Le Sinaï est le théâtre d’attentats quasi-quotidiens visant les forces de sécurité, des attaques revendiquées par des groupes djihadistes qui disent agir en représailles à la répression qui s’est abattue sur les partisans de l’ex-président islamiste Mohamed Morsi, destitué par l’armée en juillet 2013.

Des assaillants ont déposé la bombe près d’un barrage de contrôle sur le bord d’une route dans le nord du Sinaï, faisant détoner l’engin au passage de la voiture militaire transportant les soldats, ont précisé des responsables de la police.

« L’explosion a fait trois morts et trois blessés graves », a indiqué à l’AFP un responsable du ministère de la Santé dans la province du Nord-Sinaï, Tarek Khater.

Selon le gouvernement, des centaines de policiers et soldats ont été tués depuis la destitution de Morsi dans des attaques revendiquées pour la plupart par des groupes djihadistes.

Dans le même temps, les forces de sécurité ont tué plus de 1 400 manifestants pro-Morsi et emprisonné plus de 15 000 sympathisants islamistes.

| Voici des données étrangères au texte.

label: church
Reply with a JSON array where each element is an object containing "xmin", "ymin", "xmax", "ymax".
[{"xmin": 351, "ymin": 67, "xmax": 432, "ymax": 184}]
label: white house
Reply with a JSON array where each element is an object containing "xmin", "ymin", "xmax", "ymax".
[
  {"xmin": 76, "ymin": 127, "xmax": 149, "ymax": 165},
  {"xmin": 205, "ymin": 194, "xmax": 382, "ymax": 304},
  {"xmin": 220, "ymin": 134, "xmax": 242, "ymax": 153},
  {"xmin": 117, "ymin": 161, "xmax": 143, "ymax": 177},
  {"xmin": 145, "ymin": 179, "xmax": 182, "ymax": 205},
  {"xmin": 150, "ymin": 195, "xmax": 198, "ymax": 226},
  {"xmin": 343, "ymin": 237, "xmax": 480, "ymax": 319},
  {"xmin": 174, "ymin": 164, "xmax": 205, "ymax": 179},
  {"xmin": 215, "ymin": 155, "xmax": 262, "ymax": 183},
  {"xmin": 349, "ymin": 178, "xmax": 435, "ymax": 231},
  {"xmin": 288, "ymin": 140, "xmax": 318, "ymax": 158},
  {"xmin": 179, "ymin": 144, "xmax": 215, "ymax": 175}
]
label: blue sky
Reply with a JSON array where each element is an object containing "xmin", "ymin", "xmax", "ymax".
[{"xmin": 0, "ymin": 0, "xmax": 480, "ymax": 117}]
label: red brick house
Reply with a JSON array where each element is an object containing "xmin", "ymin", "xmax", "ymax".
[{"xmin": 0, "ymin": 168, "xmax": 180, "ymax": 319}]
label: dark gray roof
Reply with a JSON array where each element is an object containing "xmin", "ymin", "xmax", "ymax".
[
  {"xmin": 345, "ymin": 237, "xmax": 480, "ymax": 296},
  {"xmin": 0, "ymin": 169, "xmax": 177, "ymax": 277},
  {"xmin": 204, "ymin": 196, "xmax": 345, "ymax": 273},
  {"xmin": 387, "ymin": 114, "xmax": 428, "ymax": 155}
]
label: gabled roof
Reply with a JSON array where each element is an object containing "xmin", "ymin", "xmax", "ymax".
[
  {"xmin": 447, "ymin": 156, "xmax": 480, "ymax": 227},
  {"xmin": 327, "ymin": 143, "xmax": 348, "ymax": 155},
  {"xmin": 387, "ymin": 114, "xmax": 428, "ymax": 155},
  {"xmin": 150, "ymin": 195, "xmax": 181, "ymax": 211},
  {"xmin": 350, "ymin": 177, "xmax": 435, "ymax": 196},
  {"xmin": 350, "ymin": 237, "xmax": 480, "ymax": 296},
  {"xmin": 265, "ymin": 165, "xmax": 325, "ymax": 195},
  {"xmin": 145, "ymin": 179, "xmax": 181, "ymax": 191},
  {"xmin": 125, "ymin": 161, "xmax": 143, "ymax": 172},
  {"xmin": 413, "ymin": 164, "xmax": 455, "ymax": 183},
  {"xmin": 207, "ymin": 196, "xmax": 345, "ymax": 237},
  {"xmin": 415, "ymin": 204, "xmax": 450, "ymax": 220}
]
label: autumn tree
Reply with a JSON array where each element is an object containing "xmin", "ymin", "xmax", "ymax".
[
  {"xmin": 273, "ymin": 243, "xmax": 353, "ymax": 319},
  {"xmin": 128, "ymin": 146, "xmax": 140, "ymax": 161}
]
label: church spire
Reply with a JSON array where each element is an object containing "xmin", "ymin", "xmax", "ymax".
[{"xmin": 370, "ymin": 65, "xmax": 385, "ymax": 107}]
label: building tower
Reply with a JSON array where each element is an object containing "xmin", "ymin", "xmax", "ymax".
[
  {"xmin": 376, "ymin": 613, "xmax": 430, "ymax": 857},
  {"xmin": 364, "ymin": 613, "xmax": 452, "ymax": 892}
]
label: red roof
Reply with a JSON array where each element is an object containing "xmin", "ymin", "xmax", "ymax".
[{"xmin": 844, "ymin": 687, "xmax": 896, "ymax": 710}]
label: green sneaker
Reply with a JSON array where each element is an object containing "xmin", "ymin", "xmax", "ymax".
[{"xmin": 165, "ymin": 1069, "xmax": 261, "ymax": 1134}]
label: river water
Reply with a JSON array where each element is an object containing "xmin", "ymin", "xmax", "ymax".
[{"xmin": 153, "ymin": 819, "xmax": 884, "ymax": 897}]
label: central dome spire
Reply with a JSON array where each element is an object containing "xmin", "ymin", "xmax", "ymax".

Des centaines ont été condamnés à mort dans des procès de masse expéditifs, suscitant de sévères condamnations de la part de l’ONU et d’organisations de défense des droits de l’Homme.

Les attentats particulièrement meurtriers et spectaculaires qui secouent régulièrement le nord du Sinaï sont principalement revendiqués par la branche égyptienne de l’Etat islamique (EI), Ansar Beït al-Maqdess. Elle avait revendiqué fin janvier une série d’attaques contre des installations de la police et de l’armée qui ont fait 30 morts, en majorité des soldats.